Abschluss hier, Anfang dort

Als ich dieses Blog begann, hatte ich ein grosses privates Ziel:
Ich wollte Frieden machen mit meinen Sehnsüchten, die Ruhelosigkeit verlieren und meine Dankbarkeit dafür zum Ausdruck bringen, dass ich trotz  einer fehlenden engen Bindung zu einer Herrin viel Geborgenheit gewonnen hatte dank der Frau, die ich meinen Traum nannte – weil es mit ihr einen Menschen gibt, der meine Gedanken sehr gut teilen und mit empfinden kann und das auch immer geniesst. Aber eine Bindung konnte sich nie einstellen, und das wusste ich auch. Und wie ich mich einfand in jener Art Verehrung und Dankbarkeit, welche auch den Verzicht mit einschliesst, gerade, als ich mich – durchaus positiv verstanden – damit abzufinden begann, dass es dabei bleiben würde – da erhielt ich ein Mail… Mehr als zweieinhalb Jahre ist das her… Aber im Grunde haben wir von da an eine gemeinsame Geschichte zu schreiben begonnen – und ich machte die Bekanntschaft einer Frau, die genau das von mir wollte, was ich ersehnte und was auf meinen Grundlagen auch möglich war.
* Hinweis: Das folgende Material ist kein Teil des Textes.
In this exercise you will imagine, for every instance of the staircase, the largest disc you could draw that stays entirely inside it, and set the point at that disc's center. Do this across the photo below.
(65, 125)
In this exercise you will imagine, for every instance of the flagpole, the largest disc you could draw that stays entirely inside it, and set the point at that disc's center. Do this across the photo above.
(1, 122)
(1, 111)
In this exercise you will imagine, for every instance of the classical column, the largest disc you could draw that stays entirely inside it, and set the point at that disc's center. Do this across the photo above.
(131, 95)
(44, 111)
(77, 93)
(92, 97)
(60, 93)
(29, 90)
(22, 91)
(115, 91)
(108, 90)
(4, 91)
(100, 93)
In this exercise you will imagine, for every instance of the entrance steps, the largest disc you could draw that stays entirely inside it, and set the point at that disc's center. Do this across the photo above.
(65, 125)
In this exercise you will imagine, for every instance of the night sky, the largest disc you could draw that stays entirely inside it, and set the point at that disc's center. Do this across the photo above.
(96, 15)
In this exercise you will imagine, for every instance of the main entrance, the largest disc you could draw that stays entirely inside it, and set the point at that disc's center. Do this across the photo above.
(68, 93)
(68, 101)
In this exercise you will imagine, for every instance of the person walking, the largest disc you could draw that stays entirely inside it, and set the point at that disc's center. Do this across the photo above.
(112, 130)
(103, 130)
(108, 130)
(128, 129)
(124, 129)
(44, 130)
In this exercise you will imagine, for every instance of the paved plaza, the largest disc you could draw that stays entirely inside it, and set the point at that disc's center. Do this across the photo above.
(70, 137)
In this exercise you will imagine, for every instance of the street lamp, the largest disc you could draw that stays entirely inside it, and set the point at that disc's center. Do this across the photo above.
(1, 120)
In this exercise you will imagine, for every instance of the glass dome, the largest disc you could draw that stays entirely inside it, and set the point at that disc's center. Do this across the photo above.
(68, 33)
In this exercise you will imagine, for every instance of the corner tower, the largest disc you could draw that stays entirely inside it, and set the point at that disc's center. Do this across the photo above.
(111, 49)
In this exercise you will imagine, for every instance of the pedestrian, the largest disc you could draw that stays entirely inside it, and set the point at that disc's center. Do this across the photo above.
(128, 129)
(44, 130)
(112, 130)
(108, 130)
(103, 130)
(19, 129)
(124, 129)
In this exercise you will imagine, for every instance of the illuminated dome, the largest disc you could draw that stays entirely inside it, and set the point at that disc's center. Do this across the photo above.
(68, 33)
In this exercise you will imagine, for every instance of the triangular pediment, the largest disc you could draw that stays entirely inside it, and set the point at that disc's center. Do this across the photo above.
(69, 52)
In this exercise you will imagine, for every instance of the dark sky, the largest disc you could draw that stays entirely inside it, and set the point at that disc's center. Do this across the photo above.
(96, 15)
Ich habe enorm viel gelernt in dieser Zeit – und ja, dazu gehört auch, dass die Sehnsucht das eine ist, das tatsächliche Leben und Leisten einer Diener- oder sklavenschaft aber was anderes, und diese Verbindlichkeit und Ernsthaftigkeit ist wunderschön. Ich schaue auf wunderbare dreissig Monate zurück und auf besonders intensive letzte zwölf Monate, in denen es deshalb auch hier still wurde, weil meine Findung und Bindung eine entsprechende Fokussierung erforderte:

Eine Frau, eine Herrin, hat Ja zu mir gesagt, mich gesucht, gefunden und in Besitz genommen. Und sie teilt nicht nur meine Gedanken, sie befeuert sie, sprüht vor Energie und Lebenskraft und schenkt mir als Herrin eine unfassbare Achtsamkeit und erwartet mich, Tag für Tag. Sie will als Herrin mich erleben und führen und sie ist jederzeit und immer für mich fassbar, greifbar und will erst recht, dass ich es genau so bin.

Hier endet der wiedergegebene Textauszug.